If forward guidance skews negative, a market-wide rout could easily follow tomorrow morning. A pair of major earnings “beats,” on the other hand, could kick-start the next rally.

“I expect cloud computing, both from Amazon and from Microsoft, and, frankly, from Google, all to see continued growth because that move to the cloud, obviously, accelerated during the pandemic and continues to grow,” said TECHnalysis chief analyst Bob O’Donnell in an interview yesterday.

“And companies are making the move to put more of their stuff there.”

The problem is that the Big Tech firms will try to undersell forward guidance even if last quarter’s results were impressive. Google will want to set goals for Q2 that it knows it can hit. The same is true for Microsoft.

But being humble at a time when everyone’s worried about a global slowdown – plus a Covid resurgence in China – may end up kicking tech shares lower as a result.

“I think the most interesting thing happening in China right now is not that the yuan’s moving and not that the economy’s slowing – it’s that everything that’s happening right now, we knew weeks ago,” said China Beige Book CEO Leland Miller.

“We knew that the economy was slowing, we knew they were not going to stimulate in a big way, we knew that lockdowns were spreading from Shanghai to other big cities, we knew the Fed was hiking, we knew there’s a policy crackdown, so it is interesting that people are seeing today as a pivotal moment.”

Even Twitter (NASDAQ: TWTR) shares were down this morning after the board accepted Elon Musk’s offer to buy the company at $54.20 per share. As noted by Musk’s critics yesterday, the SEC could potentially step in to block the deal over the filling of the incorrect form (form 13G vs. 13D) when he disclosed his 9.2% stake in the company.

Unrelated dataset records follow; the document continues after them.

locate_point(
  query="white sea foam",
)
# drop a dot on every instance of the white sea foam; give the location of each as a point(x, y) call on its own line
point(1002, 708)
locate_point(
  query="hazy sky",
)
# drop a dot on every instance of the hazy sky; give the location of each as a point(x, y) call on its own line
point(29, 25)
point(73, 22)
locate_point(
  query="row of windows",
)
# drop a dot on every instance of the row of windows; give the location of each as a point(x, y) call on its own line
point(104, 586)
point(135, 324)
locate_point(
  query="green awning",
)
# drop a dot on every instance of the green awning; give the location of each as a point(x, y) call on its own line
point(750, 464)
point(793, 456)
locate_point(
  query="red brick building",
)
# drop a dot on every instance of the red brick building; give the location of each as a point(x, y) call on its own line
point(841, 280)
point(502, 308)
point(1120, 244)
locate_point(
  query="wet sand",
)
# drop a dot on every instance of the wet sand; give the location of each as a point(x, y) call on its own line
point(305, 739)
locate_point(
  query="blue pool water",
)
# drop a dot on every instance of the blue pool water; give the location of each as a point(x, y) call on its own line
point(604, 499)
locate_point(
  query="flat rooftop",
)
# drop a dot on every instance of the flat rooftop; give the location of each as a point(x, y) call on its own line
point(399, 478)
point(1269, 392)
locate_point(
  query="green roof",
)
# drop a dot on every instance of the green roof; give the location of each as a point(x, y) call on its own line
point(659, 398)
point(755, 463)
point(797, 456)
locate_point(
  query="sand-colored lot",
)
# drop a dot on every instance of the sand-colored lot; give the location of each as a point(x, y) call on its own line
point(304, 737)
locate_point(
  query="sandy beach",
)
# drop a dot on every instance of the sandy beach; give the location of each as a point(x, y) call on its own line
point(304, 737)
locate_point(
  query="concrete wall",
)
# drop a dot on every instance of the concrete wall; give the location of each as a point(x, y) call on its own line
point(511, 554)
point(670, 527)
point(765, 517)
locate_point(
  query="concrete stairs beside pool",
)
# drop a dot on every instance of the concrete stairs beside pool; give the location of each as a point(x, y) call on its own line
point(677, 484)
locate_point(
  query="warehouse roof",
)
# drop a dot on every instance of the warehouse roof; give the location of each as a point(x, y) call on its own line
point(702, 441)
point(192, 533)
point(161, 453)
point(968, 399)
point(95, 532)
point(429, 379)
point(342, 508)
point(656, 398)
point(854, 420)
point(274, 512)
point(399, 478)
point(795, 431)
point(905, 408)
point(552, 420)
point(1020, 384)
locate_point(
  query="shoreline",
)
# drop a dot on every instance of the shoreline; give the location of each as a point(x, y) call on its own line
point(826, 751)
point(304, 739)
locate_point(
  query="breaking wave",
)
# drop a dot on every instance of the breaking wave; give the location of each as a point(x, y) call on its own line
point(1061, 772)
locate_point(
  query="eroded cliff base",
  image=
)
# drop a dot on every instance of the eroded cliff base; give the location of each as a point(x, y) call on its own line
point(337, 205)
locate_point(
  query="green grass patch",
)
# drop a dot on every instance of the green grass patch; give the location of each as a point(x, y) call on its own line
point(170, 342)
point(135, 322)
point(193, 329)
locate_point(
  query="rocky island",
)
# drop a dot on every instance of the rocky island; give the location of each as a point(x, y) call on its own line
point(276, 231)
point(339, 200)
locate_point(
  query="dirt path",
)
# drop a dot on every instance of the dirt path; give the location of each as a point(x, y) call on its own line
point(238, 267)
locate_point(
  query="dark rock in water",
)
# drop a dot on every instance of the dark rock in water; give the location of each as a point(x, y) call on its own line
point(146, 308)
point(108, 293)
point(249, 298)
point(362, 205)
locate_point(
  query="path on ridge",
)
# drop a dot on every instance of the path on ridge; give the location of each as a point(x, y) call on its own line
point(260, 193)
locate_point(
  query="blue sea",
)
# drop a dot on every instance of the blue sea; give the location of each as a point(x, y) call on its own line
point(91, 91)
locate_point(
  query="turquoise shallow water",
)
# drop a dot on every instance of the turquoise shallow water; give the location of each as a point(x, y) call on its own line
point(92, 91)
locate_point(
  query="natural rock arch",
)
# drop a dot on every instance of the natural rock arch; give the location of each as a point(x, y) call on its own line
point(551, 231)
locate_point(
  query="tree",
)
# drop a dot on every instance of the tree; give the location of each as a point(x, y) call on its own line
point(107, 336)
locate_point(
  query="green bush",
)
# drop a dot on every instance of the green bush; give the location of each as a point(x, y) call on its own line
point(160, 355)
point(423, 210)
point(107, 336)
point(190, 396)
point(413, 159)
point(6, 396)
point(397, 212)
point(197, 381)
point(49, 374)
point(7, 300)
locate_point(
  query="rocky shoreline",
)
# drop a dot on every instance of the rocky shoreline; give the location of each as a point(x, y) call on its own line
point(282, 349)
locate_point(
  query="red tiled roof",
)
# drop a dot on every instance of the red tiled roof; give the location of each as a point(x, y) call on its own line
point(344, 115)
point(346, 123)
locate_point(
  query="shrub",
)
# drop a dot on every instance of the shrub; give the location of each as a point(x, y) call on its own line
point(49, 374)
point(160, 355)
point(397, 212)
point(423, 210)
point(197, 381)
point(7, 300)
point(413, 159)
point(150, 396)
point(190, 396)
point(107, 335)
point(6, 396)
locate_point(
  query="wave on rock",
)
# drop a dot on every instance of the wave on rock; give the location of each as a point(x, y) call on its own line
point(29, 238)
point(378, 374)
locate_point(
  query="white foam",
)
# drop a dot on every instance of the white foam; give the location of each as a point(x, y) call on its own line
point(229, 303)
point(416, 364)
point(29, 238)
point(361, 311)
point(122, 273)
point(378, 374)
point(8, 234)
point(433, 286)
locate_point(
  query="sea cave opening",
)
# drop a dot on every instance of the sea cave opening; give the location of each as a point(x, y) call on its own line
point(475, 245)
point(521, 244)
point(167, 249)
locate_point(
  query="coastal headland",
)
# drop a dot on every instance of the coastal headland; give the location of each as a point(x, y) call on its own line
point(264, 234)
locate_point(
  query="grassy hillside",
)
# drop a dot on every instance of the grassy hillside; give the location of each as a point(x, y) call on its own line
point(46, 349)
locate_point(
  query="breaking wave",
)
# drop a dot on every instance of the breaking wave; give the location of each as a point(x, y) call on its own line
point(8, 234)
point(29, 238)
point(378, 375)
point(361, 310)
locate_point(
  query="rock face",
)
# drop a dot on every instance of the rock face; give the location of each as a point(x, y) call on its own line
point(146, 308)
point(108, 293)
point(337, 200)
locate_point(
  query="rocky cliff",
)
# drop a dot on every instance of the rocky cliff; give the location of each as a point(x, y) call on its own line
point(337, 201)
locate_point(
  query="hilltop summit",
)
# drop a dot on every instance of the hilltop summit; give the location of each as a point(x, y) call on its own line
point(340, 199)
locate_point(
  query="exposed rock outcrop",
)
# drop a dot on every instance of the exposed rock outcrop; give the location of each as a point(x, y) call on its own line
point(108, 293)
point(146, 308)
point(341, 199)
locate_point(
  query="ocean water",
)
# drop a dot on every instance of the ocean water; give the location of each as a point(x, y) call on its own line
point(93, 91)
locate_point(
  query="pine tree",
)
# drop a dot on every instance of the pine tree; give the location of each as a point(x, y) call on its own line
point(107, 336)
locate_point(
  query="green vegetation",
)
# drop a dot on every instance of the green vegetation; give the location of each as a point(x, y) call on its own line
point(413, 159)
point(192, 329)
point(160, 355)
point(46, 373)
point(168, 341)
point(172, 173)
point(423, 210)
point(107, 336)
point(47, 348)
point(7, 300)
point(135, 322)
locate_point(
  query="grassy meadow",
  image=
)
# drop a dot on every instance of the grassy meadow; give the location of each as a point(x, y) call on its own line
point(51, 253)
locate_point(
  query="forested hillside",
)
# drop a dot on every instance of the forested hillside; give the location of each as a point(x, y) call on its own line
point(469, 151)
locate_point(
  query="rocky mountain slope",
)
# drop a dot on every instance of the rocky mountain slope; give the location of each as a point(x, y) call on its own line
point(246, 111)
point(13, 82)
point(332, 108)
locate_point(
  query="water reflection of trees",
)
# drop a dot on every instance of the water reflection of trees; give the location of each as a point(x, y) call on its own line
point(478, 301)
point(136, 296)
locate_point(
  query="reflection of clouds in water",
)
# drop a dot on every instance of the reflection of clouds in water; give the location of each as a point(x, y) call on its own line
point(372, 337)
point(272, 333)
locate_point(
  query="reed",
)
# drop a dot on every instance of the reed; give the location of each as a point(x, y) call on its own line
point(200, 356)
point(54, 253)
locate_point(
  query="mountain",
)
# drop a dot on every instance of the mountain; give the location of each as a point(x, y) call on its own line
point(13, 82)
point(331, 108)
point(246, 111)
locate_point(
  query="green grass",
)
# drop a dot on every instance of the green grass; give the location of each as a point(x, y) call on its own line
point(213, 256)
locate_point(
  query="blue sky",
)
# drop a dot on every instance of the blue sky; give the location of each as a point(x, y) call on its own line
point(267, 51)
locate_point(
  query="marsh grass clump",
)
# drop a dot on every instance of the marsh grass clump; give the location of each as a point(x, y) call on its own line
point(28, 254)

If that happens, TWTR would undoubtedly crumble. But it’s relatively unlikely given that Musk has played nice with the SEC ever since he got slapped on the wrist for securities fraud several years ago. Still, there’s potential for a huge bearish trade should the deal fall apart. That had some investors feeling nervous about their stake in TWTR this morning.

Along with the widespread selling that almost all stocks – not just tech – have endured with two critical earnings reports coming up after the bell.